Law Dictionary: What is DOMICILE? definition of DOMICILE (Black's Law Dictionary)

And SCOTUS also recognised in Wong Kim Ark that not all persons born in the United States are citizens immmediately and it gives a list of some of those cases in Section 93.

"93....The fourteenth amendment affirms the ancient and fundamental rule of citizenship by birth within the territory, in the allegiance and under the protection of the country, including all children here born of resident aliens, with the exceptions or qualifications (as old as the rule itself) of children of foreign sovereigns or their ministers, or born on foreign public ships, or of enemies within and during a hostile occupation of part of our territory, and with the single additional exception of children of members of the Indian tribes owing direct allegiance to their several tribes. The amendment, in clear words and in manifest intent, includes the children born within the territory of the United States of all other persons, of whatever race or color, domiciled within the United States. Every citizen or subject of another country, while domiciled here, is within the allegiance and the protection, and consequently subject to the jurisdiction, of the United States. His allegiance to the United States is direct and immediate, and, although but local and temporary, continuing only so long as he remains within our territory..."

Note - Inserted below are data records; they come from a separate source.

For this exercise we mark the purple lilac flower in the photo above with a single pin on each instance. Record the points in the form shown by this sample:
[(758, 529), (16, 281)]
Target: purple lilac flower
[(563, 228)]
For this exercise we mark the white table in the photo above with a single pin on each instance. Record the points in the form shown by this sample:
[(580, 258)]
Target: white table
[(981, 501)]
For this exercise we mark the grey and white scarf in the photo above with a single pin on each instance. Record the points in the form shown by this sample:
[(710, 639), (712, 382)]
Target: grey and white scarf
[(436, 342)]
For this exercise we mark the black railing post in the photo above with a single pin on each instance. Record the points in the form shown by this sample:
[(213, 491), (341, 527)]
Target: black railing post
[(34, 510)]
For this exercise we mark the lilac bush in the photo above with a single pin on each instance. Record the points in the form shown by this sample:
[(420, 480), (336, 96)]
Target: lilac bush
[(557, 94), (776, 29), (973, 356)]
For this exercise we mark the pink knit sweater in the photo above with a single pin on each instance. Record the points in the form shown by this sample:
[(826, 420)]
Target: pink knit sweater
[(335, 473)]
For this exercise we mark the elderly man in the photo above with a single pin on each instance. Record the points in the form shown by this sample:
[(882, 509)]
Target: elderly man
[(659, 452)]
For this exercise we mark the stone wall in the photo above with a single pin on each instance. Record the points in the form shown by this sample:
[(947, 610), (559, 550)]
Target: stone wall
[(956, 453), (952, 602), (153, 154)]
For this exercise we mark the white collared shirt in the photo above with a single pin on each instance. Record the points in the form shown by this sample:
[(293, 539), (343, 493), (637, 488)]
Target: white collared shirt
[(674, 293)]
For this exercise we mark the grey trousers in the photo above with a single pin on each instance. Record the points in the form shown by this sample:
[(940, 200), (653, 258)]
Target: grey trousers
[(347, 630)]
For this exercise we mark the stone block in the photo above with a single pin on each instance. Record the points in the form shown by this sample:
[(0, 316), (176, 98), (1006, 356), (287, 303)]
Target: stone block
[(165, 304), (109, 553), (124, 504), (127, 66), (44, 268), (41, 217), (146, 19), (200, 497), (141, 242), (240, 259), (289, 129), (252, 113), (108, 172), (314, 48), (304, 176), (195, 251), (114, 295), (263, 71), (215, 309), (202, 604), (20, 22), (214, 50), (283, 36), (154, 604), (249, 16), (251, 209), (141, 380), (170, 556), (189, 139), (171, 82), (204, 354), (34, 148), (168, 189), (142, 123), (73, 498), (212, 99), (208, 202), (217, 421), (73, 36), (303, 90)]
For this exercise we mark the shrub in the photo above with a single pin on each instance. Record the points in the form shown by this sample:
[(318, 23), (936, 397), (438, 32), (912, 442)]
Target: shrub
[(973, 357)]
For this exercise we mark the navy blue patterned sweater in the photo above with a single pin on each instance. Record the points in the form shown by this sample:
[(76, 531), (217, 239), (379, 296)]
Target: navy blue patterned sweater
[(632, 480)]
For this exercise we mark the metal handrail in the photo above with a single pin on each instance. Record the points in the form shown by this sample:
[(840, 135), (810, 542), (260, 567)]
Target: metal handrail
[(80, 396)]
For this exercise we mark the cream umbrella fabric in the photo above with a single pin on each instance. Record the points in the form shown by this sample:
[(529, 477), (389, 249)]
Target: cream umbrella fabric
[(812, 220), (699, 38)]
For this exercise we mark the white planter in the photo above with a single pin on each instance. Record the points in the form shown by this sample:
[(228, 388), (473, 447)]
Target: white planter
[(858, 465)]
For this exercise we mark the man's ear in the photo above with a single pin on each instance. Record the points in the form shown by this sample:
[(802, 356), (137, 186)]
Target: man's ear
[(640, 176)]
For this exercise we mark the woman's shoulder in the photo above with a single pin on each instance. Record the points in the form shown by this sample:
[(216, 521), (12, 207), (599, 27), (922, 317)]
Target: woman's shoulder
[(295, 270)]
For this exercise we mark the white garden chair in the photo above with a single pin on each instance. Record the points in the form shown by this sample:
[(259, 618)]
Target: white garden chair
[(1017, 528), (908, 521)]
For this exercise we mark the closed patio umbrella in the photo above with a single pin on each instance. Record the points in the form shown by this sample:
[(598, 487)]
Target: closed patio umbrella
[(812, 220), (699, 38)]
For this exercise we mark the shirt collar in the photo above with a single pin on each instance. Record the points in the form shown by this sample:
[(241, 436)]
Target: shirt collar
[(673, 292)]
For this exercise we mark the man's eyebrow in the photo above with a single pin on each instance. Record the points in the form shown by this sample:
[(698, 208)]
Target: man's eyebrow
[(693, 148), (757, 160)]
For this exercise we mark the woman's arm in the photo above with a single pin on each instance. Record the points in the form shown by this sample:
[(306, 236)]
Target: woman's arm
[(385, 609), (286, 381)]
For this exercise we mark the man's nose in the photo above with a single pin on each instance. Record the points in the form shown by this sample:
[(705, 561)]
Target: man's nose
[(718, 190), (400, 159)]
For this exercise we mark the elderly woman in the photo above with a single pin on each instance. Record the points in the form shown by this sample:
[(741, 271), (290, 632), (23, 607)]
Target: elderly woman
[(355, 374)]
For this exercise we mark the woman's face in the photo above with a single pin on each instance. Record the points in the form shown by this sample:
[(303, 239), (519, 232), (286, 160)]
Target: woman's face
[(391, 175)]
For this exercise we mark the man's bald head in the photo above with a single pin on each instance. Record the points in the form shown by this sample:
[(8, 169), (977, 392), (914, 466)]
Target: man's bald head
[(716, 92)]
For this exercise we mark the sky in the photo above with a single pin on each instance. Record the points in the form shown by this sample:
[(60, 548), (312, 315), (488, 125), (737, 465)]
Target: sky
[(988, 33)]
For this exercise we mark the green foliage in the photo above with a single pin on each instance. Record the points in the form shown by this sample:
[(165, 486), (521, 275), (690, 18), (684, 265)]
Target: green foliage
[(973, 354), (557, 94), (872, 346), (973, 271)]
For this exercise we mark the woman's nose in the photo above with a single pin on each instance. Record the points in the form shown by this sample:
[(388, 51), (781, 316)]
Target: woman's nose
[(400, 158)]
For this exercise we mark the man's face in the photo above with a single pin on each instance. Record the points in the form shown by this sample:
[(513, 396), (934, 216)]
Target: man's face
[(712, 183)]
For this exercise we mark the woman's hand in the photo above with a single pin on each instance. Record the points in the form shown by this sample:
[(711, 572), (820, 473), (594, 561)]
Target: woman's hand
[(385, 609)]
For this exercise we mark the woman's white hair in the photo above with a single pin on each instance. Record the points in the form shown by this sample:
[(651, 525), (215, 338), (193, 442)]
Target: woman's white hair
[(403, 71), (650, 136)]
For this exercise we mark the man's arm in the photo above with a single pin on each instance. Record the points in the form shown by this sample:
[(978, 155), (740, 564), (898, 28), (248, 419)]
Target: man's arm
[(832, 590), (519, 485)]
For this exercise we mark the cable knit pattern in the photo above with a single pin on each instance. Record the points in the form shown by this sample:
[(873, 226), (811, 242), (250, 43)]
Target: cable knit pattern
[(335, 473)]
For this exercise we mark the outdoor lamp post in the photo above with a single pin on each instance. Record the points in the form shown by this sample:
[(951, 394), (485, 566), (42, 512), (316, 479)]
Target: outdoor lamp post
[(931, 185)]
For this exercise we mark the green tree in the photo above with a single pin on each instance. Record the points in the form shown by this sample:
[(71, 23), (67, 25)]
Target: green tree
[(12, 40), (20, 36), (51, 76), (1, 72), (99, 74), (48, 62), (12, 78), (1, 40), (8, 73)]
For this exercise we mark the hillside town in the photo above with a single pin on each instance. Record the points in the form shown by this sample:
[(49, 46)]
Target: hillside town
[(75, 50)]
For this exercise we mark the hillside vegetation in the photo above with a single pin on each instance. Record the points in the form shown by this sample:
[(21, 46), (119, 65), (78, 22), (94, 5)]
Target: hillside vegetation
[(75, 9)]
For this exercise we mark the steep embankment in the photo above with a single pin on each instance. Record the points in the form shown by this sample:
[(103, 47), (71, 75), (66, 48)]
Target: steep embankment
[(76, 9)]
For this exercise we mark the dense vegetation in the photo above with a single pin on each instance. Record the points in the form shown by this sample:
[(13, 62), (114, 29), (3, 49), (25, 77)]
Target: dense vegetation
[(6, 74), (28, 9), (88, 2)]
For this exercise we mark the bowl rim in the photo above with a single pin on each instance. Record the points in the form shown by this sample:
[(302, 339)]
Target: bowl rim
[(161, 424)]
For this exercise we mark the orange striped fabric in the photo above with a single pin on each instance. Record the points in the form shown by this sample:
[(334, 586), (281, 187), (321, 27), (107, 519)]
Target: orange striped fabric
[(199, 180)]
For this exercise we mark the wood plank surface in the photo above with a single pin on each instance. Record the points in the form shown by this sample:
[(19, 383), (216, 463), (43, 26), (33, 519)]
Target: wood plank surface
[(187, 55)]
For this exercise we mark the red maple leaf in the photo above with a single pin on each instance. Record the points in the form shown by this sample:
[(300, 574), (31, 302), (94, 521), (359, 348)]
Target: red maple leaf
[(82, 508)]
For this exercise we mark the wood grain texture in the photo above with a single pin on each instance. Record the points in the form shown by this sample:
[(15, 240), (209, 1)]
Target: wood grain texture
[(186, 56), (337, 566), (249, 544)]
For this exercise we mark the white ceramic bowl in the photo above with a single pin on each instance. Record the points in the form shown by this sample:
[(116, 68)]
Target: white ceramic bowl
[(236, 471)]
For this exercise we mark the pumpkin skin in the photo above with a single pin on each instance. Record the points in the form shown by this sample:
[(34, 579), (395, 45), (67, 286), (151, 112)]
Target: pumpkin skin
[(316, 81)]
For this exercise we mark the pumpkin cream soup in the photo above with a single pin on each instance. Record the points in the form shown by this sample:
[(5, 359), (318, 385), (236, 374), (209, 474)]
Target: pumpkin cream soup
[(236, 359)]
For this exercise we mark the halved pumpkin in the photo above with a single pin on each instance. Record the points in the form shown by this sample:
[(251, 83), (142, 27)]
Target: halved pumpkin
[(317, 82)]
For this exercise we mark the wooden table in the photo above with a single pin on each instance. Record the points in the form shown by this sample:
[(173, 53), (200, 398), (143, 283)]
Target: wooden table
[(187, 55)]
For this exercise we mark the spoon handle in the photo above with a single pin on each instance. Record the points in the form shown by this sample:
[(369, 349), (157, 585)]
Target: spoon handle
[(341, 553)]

But does "domiciled within the United States" mean to simply live here, legally or illegally (ignoring the legal definition of domiciled for a moment)?

That is addressed in Section 96:

"96 Chinese persons, born out of the United States, remaining subjects of the emperor of China, and not having become citizens of the United States, are entitled to the protection of and owe allegiance to the United States, so long as they are permitted by the United States to reside here; and are 'subject to the jurisdiction thereof,' in the same sense as all other aliens residing in the United States. Yick Wo v. Hopkins (1886) 118 U. S. 356, 6 Sup. Ct. 1064; Lau Ow Bew v. U. S. (1892) 144 U. S. 47, 61, 62, 12 Sup. Ct. 517; Fong Yue Ting v. U. S. (1893) 149 U. S. 698, 724, 13 Sup. Ct. 1016; Lem Moon Sing v. U. S. (1895) 158 U. S. 538, 547, 15 Sup. Ct. 967; Wong Wing v. U. S. (1896) 163 U. S. 228, 238, 16 Sup. Ct. 977."

An alien is not considered to have legal domicile in the United States if they are not here with the permission of the United States and illegal aliens are not here with said permission and therefore the children of illegal aliens born here are not subject to the birthright citizenship of the 14th Amendment.
You copied that in whole from some other source. You should identify the source.


14th amendment
...........and links are there

Hmmm no- not the 14th Amendment.

Here is the text of the 14th Amendment that deals with citizenship

All persons born or naturalized in the United States, and subject to the jurisdiction thereof, are citizens of the United States and of the State wherein they reside.
 
The child was a U.S. citizen because the child was born in the United States- which the Supreme Court considered so obvious that they just mentioned it in passing.

That is merely conjecture on your part. and there was no ruling on citizenship via Anchor Baby laws.

There are no 'Anchor Baby laws'- that is merely your fictional creation.

However, the Supreme Court has stated that a child born in the United States to illegal alien parents is a child at birth

In INS v. Rios-Pineda a unanimous Court observed:

By that time, respondent wife [an undocumented alien] had given birth to a child, who, born in the United States, was a citizen of this country.
 
If it is discovered a 35 year old man or woman was born, raised, educated and working in America to two illegal immigrants 35 years ago, are we going to deport them? Is there a statute of limitations? What if they are honorably discharged from the military, do we deport them also? Has anyone thought out this Trump fantasy immigration fix?
 
If it is discovered a 35 year old man or woman was born, raised, educated and working in America to two illegal immigrants 35 years ago, are we going to deport them? Is there a statute of limitations? What if they are honorably discharged from the military, do we deport them also? Has anyone thought out this Trump fantasy immigration fix?

There's nothing fantastic about it.

ENFORCE THE LAWS and they'll deport themselves.